The Peace Tree Garden Project

THE PEACE TREE GARDEN PROJECT
A community beautification and healing initiative — Morning Glory Inspirations
Rosenwald Neighbourhood, Brevard, North Carolina



About the Project
The Peace Tree Garden Project was a volunteer community initiative within minutes of downtown Brevard, NC — a collaborative effort initiated by Morning Glory Inspirations to bring outdoor beautification, healing and genuine human connection to the Rosenwald neighbourhood.

The project invited community members, volunteers and local organisations to come together and “adopt” designated outdoor spaces — planting perennials, pollinators, natives and edibles in predominantly low-income areas. But the garden was never just about plants. It was about what happens when people come outside, work side by side and begin to care about their surroundings and each other.

The project was supported by grant funding from the Dogwood Health Trust and the Hunger Coalition and was rooted in the belief that nature has something to offer every person — regardless of age, background or circumstance.


What the Project Did
– Outdoor beautification of shared community spaces in the Rosenwald neighbourhood — planting perennials, pollinators, natives and edibles
– Volunteer engagement with youth from a local alternative school, community residents and people of colour from the neighborhood
– Paid stipends for minority participants and community members — providing meaningful income during a difficult period while honouring the real value of their contributions
– A community speaker series on topics chosen by and for the community — including teen suicide, generational poverty, food and gardening, health from a Black man’s perspective, entrepreneurial opportunities for people of colour and local Black history
– A bench dedication ceremony and memorial honouring community members — filmed and documented as part of a broader media project
– An original film and media series exploring the healing power of nature, including short films produced with youth, adults and community leaders


The Films
One of the most ambitious and meaningful aspects of the Peace Tree Garden Project was its film component — a year-long educational journey that brought together a professional photographer and videographer, an amateur photographer and videographer alongside community members with varying skills in editing, design, scriptwriting, interviewing and content creation.

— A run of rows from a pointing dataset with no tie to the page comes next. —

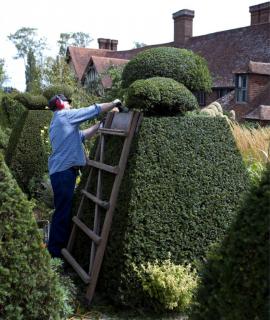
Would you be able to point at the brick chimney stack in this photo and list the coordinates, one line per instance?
(183, 25)
(108, 44)
(260, 13)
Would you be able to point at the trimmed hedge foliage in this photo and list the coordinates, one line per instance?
(11, 110)
(162, 96)
(180, 191)
(32, 102)
(235, 280)
(26, 154)
(61, 88)
(29, 289)
(181, 65)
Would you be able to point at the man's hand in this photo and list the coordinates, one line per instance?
(117, 103)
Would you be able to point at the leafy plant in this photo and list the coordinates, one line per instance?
(30, 288)
(235, 280)
(160, 96)
(172, 286)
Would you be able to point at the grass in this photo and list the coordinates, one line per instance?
(253, 143)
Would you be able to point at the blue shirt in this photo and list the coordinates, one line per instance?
(67, 139)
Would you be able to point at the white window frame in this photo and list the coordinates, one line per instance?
(241, 88)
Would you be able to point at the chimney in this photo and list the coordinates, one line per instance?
(114, 44)
(107, 44)
(102, 43)
(183, 23)
(260, 13)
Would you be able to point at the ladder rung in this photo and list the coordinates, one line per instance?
(114, 132)
(91, 234)
(103, 166)
(103, 204)
(83, 275)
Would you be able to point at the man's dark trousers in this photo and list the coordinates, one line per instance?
(63, 184)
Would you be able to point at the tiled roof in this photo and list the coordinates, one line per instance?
(81, 56)
(224, 51)
(101, 65)
(230, 50)
(260, 113)
(255, 67)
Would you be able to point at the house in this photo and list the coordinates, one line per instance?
(238, 59)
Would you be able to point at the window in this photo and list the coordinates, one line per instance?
(241, 87)
(200, 95)
(223, 91)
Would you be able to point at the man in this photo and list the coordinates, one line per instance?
(67, 155)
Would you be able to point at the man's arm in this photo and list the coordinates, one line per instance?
(90, 132)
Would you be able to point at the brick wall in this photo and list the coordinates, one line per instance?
(256, 84)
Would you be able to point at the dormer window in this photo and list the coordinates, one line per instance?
(241, 87)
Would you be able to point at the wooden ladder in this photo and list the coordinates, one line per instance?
(116, 124)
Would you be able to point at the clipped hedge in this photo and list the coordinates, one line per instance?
(26, 155)
(235, 280)
(180, 192)
(162, 96)
(4, 136)
(57, 89)
(29, 289)
(181, 65)
(32, 102)
(10, 111)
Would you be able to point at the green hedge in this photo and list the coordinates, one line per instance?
(29, 289)
(32, 102)
(26, 155)
(162, 96)
(181, 65)
(180, 191)
(10, 111)
(4, 137)
(235, 280)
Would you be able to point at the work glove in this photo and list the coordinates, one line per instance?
(120, 106)
(117, 103)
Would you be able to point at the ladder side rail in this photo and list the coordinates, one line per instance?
(109, 215)
(96, 228)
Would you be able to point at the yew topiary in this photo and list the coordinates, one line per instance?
(235, 280)
(58, 89)
(160, 96)
(26, 154)
(179, 194)
(181, 65)
(29, 288)
(32, 102)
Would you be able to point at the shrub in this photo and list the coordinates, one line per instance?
(180, 191)
(168, 286)
(4, 136)
(12, 110)
(26, 155)
(32, 102)
(235, 279)
(161, 96)
(181, 65)
(57, 89)
(29, 288)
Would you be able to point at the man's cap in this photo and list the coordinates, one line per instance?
(54, 101)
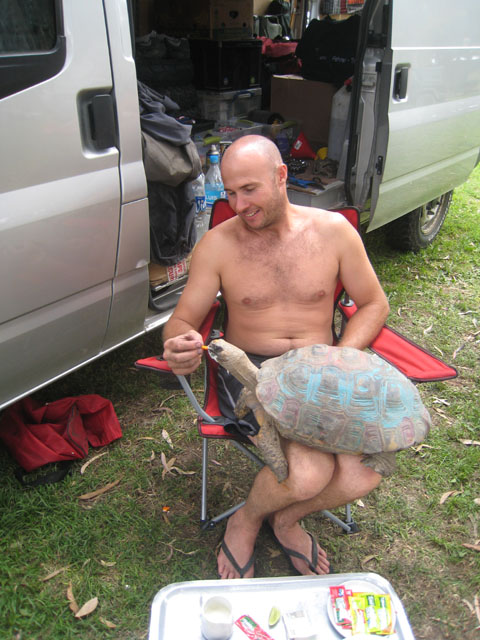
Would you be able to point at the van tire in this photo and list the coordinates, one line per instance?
(417, 229)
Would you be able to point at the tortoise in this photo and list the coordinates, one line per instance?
(337, 399)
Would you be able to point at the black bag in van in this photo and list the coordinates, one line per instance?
(327, 49)
(172, 228)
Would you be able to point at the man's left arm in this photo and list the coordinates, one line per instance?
(362, 285)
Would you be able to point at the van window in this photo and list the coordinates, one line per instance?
(32, 43)
(27, 26)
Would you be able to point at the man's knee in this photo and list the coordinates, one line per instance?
(309, 472)
(355, 477)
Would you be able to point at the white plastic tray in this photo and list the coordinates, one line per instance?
(176, 608)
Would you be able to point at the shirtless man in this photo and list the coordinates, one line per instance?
(276, 265)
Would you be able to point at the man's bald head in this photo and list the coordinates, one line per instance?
(255, 148)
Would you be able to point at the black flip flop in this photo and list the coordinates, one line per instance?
(240, 570)
(291, 553)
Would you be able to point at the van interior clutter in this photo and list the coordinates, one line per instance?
(221, 69)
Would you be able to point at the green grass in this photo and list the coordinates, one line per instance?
(122, 547)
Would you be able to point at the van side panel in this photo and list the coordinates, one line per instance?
(131, 285)
(434, 131)
(60, 208)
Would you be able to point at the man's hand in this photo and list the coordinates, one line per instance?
(183, 353)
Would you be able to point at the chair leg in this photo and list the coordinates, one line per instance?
(348, 526)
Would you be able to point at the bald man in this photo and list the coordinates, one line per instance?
(276, 265)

Over time, everyone involved grew more proficient, more confident and more invested in what they were building together. The films produced were entirely original — shot and captured entirely within Transylvania County.

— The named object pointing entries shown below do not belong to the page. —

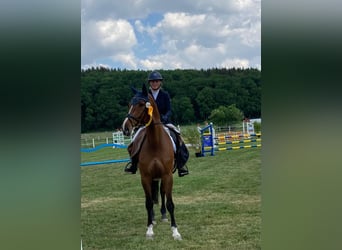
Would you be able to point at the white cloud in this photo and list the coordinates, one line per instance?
(106, 38)
(190, 34)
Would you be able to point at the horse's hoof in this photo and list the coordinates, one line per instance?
(149, 237)
(175, 234)
(149, 233)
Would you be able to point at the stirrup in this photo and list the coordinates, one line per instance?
(183, 171)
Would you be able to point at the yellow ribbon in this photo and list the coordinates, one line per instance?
(149, 112)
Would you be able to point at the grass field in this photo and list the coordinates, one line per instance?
(217, 206)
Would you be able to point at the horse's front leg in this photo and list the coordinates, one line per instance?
(149, 209)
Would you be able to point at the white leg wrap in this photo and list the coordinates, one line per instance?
(149, 232)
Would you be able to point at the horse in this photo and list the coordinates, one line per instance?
(156, 157)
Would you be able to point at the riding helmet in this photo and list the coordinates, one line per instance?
(155, 75)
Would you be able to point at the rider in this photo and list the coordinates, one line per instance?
(162, 99)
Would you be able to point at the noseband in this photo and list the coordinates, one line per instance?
(148, 106)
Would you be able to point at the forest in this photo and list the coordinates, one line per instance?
(106, 93)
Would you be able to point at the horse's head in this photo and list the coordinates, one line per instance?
(138, 113)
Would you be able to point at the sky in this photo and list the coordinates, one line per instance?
(177, 34)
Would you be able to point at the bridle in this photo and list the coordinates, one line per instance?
(138, 119)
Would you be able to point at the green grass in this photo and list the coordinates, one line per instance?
(217, 206)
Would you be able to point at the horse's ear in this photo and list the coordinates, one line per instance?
(134, 90)
(144, 90)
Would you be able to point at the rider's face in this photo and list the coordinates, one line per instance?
(155, 84)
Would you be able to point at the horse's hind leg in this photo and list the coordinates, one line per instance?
(149, 207)
(171, 207)
(163, 207)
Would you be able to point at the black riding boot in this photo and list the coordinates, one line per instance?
(132, 166)
(182, 156)
(182, 171)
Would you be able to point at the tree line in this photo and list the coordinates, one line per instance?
(106, 93)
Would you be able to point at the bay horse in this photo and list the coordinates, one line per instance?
(156, 157)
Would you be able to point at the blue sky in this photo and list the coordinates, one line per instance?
(184, 34)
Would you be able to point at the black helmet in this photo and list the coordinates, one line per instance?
(155, 75)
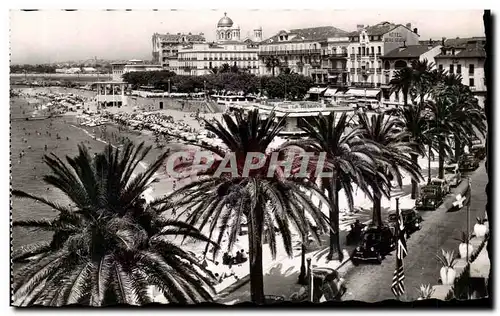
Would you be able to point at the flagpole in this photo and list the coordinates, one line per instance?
(468, 232)
(397, 215)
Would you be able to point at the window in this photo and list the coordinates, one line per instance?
(471, 69)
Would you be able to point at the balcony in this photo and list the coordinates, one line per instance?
(365, 85)
(290, 52)
(334, 70)
(335, 55)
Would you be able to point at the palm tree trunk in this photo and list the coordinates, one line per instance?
(255, 255)
(429, 165)
(441, 159)
(377, 208)
(334, 221)
(458, 149)
(302, 276)
(414, 184)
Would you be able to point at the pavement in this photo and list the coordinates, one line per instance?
(372, 283)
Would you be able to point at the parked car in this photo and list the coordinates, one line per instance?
(430, 197)
(452, 175)
(479, 151)
(443, 185)
(411, 220)
(468, 162)
(377, 242)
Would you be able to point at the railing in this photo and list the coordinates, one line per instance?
(336, 69)
(290, 52)
(341, 55)
(363, 84)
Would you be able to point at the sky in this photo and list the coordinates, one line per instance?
(54, 36)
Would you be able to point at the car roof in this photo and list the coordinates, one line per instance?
(437, 180)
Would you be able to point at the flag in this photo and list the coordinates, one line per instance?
(398, 287)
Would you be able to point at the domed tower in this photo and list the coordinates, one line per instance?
(224, 28)
(257, 34)
(236, 32)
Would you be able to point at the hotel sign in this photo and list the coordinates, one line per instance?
(394, 37)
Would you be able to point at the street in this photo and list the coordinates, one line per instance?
(372, 283)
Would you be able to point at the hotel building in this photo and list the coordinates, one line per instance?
(318, 52)
(166, 46)
(465, 57)
(399, 58)
(200, 58)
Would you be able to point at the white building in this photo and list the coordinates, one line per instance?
(399, 58)
(466, 57)
(120, 68)
(166, 46)
(368, 44)
(200, 58)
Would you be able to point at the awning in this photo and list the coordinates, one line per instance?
(316, 90)
(330, 92)
(369, 93)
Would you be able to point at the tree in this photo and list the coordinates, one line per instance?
(109, 246)
(394, 157)
(348, 158)
(455, 112)
(272, 62)
(268, 202)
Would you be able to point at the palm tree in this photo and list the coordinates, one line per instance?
(272, 62)
(268, 202)
(394, 156)
(348, 158)
(109, 246)
(455, 113)
(414, 121)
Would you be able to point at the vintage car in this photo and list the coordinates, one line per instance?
(452, 174)
(479, 151)
(468, 162)
(442, 184)
(376, 243)
(430, 197)
(411, 220)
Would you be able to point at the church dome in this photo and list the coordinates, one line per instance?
(225, 21)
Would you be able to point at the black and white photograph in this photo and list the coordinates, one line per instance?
(163, 157)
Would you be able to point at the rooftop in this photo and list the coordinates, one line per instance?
(378, 29)
(458, 42)
(178, 38)
(410, 51)
(468, 52)
(308, 34)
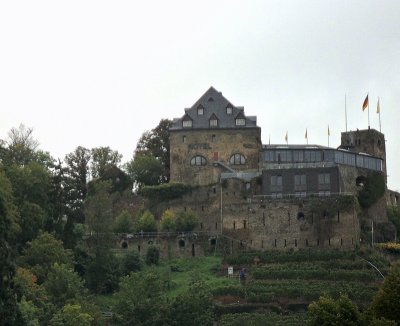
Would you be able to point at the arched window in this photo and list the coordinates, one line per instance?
(237, 159)
(198, 160)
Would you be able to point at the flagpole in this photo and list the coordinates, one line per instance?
(329, 133)
(368, 113)
(345, 111)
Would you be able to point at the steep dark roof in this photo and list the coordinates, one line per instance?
(213, 103)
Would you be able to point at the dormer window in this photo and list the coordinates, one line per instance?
(240, 121)
(187, 122)
(213, 121)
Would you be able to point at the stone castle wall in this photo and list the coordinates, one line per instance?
(264, 223)
(213, 145)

– Mother Nature’s Healing Influence — youth, adult and teenage females, people of colour, sharing personal experiences about the impact of the outdoors in their lives
– 32 Seconds — male and female youth, adults and teenagers alongside the Chief of Police, addressing gun violence, the choices we make with our time, the healing power of the outdoors and the importance of kindness
– In Memoriam: Bench Dedication Ceremony — a filmed tribute honouring community members, set within the low-income housing area at the heart of the project

“32 Seconds” in particular stands as a testament to what becomes possible when a community chooses to come together across difference — youth and law enforcement, grief and hope, nature and healing, all in one short film.


What Happened When People Came Outside
Something shifted when the restoration and beautification work began. There was an almost immediate sense of joy — something playful and alive — in having the freedom to make choices that positively impacted shared spaces.

Community members who had rarely been outside began walking. Riding bikes. Noticing improvements. Sharing feedback with each other. A sense of pride grew quietly and steadily through the neighbourhood — the kind that doesn’t need a press release to be real.

People couldn’t say enough about how happy they felt to know that their Rosenwald community was finally receiving the attention it deserved. That feeling — of being seen, of mattering, of having your home considered worthy of beauty and care — was, perhaps, the most important thing the Peace Tree Garden Project ever grew.


“The Peace Tree Garden Project has a feel-good component — it gently nudges you to come outside and allow nature to gift you with its inherent magic, to be involved, to participate and to care about each other.”